Yamina Benguigui dénonce un conflit « oublié et sans images ». - V. WARTNER / 20 MINUTES

Propos recueillis par Faustine Vincent

Vous souhaitez lancer un appel pour la RDC à l'occasion, dimanche, de la Journée contre les violences faites aux femmes. De quoi s'agit-il ?
C'est un appel aux consciences pour que les femmes et les enfants du Nord-Kivu cessent d'être des butins de guerre. Les rebelles du M23 et d'autres groupes armés, qui sévissent à l'est de la RDC, sont devenus des escadrons du viol, utilisé comme une arme de destruction massive. Or, ce conflit est oublié et sans images. Depuis 1994, il a fait plus de 8 millions de morts. Je développerai la semaine prochaine les deux autres volets, humanitaire et politique, de cet «appel de Goma». On a lancé plusieurs pistes pour lever des fonds et faire une charte, pour laquelle on recueille des signatures de personnalités, y compris au sein de l'ONU, afin d'y avoir un relais et d'être plus efficaces.
Pourquoi cet intérêt pour la RDC ?
J'ai vingt ans d'engagement derrière moi. Les violences faites aux femmes sont l'un de mes grands combats. Et la RDC est le plus grand pays francophone. J'ai pris conscience, en me rendant en octobre dans un camp de déplacés près de Goma – aujourd'hui vide à cause des combats – de tout ce qui se passe là-bas. Je veux y retourner le plus vite possible.
Comment espérez-vous peser dans ce conflit, alors qu'il dure depuis 1996, que les crimes sont impunis, et que personne ne vous attend ?
J'essaye d'alerter l'opinion publique et les Etats de la francophonie. Lorsque j'étais sur place, j'en ai appelé au ministre des Affaires étrangères, Laurent Fabius, et au président, François Hollande. Leur réactivité a été extraordinaire, car la France a ensuite demandé à l'ONU de condamner l'action des rebelles. Mon rôle a été important. La France doit maintenant amorcer un dialogue pour tenter de résoudre le conflit. Elle a déjà beaucoup avancé depuis juillet, puisqu'elle a proposé une résolution, adoptée mercredi à l'unanimité par le Conseil de sécurité de l'ONU, condamnant pour la première fois la prise de Goma par les rebelles.
Sans pression sur le Rwanda, qui arme et finance en sous-main les rebelles, pas d'issue possible. Or les Etats-Unis, entre autres, s'y refusent...
Vous verrez dans les semaines à venir. Les pressions se mettent en place.
Vos prises de position politiques sont inhabituelles au ministère de la Francophonie, qui est peu influent et ne passionne pas les foules.
A moi de le révolutionner ! Je veux défendre une diplomatie de la francophonie. Mais en travaillant main dans la main avec le Quai d'Orsay, dont j'ai besoin et qui appuie mes actions.
Vous êtes surnommée «la diva du Quai». Vous sentez-vous plus intégrée aujourd'hui dans le gouvernement ?

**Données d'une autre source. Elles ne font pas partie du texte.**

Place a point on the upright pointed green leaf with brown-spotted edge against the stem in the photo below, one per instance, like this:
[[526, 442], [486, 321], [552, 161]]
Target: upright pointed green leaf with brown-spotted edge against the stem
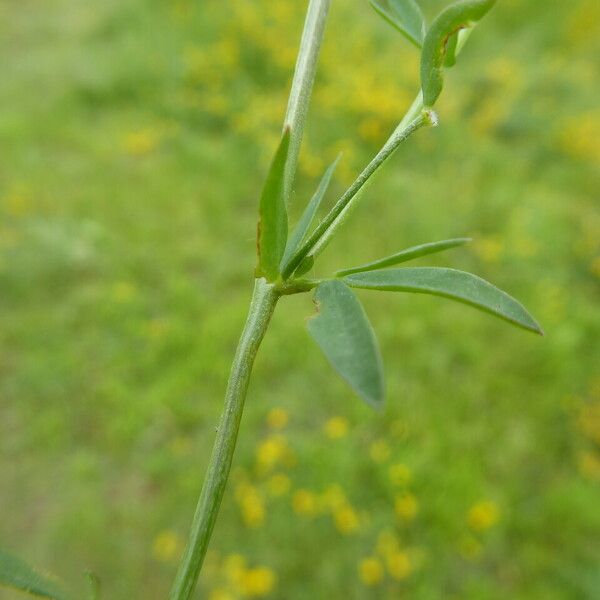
[[272, 224]]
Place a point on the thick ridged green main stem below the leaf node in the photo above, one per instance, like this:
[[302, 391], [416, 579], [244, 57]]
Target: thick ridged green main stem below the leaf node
[[261, 309]]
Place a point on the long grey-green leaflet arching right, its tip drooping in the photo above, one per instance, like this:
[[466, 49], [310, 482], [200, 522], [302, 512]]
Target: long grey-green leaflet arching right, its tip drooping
[[448, 283]]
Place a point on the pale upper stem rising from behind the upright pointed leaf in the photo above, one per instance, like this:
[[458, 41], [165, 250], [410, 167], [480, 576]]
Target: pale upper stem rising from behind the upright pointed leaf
[[302, 84]]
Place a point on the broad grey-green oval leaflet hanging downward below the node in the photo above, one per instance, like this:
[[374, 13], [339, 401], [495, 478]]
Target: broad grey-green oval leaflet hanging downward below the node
[[344, 334]]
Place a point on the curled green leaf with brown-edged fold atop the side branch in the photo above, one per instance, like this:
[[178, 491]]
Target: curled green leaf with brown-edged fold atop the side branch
[[441, 40]]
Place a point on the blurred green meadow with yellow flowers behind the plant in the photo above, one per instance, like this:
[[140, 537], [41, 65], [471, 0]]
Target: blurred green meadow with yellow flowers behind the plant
[[134, 137]]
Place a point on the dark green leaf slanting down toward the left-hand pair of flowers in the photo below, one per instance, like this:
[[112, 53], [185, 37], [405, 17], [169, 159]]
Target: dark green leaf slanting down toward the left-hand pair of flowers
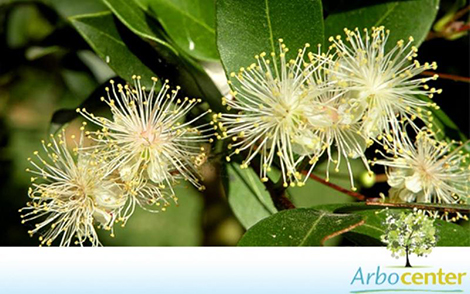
[[101, 33]]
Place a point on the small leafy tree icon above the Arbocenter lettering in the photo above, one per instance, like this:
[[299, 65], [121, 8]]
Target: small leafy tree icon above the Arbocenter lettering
[[409, 232]]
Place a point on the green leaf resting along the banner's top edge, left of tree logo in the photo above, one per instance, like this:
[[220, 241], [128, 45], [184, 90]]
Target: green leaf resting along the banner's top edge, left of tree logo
[[299, 227]]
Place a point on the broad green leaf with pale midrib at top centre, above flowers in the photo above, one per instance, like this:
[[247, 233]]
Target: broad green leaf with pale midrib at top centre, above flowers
[[246, 28]]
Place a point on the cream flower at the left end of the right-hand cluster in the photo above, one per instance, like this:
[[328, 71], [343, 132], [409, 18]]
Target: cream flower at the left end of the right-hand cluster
[[269, 99]]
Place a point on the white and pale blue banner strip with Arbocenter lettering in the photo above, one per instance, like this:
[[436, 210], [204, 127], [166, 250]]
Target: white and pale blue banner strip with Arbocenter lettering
[[231, 270]]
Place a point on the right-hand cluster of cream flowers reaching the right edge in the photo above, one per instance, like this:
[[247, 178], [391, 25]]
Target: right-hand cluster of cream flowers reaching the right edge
[[292, 111]]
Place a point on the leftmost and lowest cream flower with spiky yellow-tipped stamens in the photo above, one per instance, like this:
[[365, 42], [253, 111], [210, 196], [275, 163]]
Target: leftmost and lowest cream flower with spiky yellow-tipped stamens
[[73, 195]]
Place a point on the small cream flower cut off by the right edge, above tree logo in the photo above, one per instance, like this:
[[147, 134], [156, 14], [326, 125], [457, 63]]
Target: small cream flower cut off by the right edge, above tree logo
[[427, 171]]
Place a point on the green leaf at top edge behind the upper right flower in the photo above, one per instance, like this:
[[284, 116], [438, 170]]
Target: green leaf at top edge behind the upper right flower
[[402, 18]]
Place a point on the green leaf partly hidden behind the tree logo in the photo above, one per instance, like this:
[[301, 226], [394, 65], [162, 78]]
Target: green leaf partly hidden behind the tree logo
[[369, 233]]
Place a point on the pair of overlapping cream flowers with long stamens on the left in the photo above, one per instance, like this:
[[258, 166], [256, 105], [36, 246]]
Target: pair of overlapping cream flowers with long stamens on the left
[[135, 158]]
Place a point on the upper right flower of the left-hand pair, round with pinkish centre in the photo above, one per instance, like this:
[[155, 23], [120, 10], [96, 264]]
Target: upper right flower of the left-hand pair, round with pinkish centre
[[147, 140]]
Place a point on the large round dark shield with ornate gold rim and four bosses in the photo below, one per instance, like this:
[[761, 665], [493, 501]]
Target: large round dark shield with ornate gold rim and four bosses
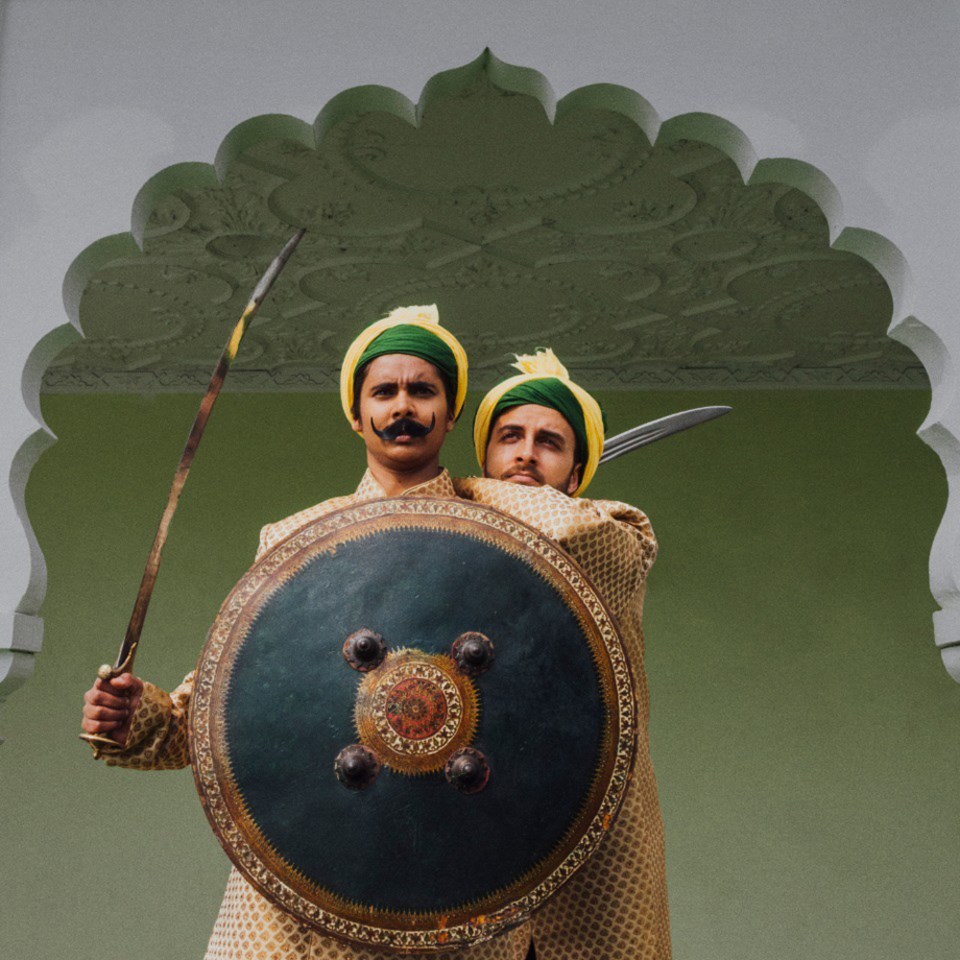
[[412, 721]]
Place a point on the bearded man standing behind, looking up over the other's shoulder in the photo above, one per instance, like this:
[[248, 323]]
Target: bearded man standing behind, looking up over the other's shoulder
[[538, 439]]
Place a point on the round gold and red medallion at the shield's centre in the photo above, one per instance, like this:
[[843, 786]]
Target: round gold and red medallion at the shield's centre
[[415, 710]]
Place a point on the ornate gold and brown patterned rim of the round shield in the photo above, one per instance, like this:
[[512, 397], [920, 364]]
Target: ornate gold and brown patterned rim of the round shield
[[252, 853]]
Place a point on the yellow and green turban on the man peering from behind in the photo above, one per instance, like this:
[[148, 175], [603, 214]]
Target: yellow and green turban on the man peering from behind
[[544, 371]]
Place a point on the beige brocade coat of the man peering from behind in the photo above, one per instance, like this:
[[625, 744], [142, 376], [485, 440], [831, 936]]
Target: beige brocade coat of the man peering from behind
[[615, 906]]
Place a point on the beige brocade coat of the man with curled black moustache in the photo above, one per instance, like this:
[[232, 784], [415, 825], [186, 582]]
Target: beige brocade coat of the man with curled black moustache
[[248, 926]]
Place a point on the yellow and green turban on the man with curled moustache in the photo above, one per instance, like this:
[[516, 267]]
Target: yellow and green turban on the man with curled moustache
[[424, 338]]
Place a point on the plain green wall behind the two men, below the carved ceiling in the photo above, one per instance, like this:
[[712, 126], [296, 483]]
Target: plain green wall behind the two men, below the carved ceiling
[[804, 731]]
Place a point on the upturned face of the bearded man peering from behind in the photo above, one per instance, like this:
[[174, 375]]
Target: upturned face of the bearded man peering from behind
[[534, 446]]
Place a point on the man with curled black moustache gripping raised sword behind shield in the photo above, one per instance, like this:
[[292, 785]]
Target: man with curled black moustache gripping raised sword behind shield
[[403, 384]]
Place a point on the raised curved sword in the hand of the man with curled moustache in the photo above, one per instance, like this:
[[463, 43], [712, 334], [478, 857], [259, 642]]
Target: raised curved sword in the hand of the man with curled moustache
[[128, 649]]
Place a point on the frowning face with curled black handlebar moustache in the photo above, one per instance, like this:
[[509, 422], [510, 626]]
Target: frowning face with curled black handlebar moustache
[[398, 387]]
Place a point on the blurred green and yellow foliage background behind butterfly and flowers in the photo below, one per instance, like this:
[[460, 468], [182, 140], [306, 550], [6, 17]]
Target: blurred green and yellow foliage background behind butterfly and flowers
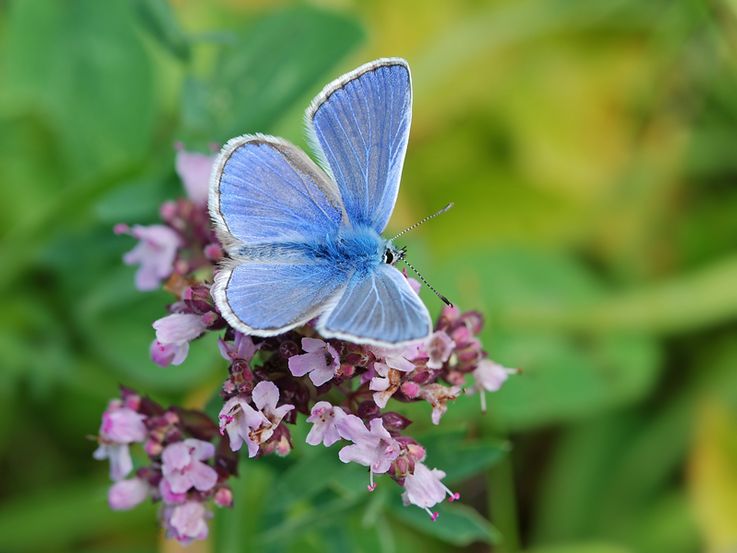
[[590, 148]]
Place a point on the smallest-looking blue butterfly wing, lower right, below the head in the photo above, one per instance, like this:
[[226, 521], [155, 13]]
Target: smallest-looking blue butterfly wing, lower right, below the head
[[379, 308]]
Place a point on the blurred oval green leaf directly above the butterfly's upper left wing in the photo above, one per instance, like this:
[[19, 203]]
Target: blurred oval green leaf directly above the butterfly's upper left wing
[[264, 69]]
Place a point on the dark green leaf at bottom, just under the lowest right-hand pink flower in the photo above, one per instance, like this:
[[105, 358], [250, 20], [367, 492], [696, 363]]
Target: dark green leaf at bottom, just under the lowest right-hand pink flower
[[457, 524]]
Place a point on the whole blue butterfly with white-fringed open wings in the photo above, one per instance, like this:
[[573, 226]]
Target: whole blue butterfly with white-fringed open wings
[[306, 242]]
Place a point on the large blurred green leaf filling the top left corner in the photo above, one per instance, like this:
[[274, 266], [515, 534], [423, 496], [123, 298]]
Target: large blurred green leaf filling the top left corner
[[70, 62]]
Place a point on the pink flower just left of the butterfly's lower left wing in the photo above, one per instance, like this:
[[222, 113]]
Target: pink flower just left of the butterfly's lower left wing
[[173, 334]]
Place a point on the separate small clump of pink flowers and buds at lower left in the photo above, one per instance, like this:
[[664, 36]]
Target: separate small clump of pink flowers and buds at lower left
[[185, 471]]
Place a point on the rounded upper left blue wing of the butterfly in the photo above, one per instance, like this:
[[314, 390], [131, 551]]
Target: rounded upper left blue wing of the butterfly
[[264, 190]]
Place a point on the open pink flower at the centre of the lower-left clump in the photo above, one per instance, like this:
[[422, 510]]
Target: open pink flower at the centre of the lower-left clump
[[183, 467]]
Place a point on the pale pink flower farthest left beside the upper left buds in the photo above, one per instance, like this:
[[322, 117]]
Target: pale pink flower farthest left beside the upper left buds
[[155, 253]]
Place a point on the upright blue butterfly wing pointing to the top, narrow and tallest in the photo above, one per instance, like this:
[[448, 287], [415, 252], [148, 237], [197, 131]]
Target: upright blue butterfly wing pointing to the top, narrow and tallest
[[359, 127]]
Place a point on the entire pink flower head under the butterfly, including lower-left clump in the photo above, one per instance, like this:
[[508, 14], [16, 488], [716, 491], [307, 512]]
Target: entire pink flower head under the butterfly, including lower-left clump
[[343, 389]]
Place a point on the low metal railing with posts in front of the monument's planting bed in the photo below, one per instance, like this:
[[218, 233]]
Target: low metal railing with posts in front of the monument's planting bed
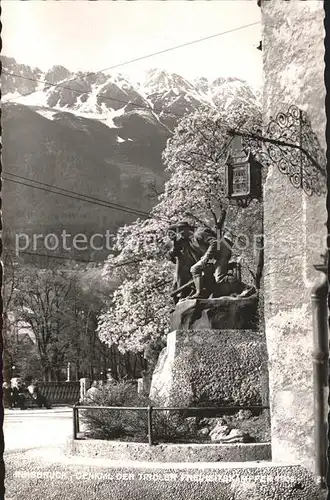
[[151, 409]]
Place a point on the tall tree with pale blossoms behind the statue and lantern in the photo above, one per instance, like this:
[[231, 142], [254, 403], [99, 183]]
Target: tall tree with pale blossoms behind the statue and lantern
[[138, 314]]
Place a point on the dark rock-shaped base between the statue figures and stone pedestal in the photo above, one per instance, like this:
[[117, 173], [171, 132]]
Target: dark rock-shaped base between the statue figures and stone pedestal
[[221, 313]]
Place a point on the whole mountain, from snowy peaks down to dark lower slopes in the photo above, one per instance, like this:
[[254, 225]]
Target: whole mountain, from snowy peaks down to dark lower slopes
[[94, 133]]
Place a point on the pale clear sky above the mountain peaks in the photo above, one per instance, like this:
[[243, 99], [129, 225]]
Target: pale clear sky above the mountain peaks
[[92, 36]]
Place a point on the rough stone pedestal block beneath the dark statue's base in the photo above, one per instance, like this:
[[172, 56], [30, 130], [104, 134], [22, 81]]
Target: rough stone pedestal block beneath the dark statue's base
[[211, 367]]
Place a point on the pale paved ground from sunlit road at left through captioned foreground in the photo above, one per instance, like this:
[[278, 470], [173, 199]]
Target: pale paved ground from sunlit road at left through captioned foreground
[[37, 469]]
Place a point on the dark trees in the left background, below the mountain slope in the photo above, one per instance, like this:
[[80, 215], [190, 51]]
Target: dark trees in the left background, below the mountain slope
[[50, 319]]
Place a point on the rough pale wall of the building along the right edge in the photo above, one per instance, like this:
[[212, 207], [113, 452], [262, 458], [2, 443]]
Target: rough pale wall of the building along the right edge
[[294, 224]]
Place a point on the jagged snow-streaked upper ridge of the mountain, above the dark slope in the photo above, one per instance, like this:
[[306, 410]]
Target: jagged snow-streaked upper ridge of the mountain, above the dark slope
[[105, 97]]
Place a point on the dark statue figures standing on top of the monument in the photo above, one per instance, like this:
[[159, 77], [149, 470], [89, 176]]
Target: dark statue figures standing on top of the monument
[[201, 257]]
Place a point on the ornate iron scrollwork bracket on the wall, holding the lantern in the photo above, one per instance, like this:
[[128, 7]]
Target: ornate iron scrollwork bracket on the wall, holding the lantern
[[290, 143]]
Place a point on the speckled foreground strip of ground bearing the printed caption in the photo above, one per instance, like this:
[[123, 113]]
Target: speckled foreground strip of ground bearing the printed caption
[[45, 475]]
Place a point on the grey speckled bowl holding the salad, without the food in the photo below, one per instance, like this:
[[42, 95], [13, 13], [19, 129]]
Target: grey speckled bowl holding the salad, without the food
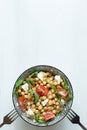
[[54, 71]]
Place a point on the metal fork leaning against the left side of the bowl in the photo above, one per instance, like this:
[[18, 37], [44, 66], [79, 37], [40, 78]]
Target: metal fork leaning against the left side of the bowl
[[9, 118]]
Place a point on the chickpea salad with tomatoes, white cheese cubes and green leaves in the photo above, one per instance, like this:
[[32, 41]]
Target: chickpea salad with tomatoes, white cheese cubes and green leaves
[[42, 95]]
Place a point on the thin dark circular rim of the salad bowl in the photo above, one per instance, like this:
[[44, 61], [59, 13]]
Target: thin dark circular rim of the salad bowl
[[35, 124]]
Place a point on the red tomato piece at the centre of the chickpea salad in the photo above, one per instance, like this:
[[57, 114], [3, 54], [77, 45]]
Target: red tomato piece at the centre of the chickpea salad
[[42, 90]]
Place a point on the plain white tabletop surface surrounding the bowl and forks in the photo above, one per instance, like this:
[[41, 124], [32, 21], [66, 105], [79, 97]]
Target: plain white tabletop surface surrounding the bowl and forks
[[50, 32]]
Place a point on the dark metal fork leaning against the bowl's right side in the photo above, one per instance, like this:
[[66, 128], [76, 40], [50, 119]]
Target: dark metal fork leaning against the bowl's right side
[[75, 119]]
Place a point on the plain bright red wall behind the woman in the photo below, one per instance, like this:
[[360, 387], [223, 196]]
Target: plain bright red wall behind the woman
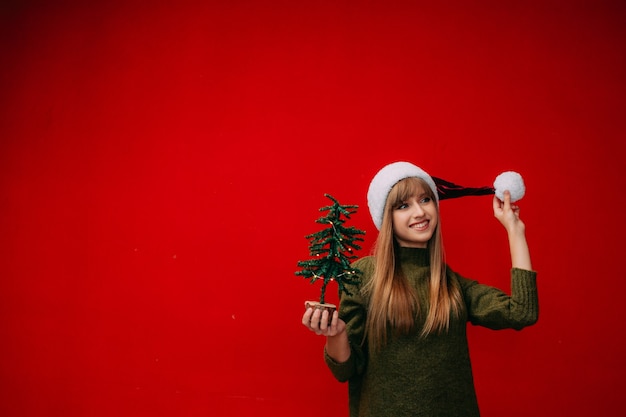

L'article auquel vous faites référence est raciste et truffé de mensonges. Je n'ai perçu aucune animosité au gouvernement. Ces attaques ne me touchent pas, je reviens de trop loin pour ça. Cela pose question sur le rapport de la France face à sa diversité. Je ne porte pas plainte car je ne veux pas polluer le débat. Mais je garde bien tout sous la main.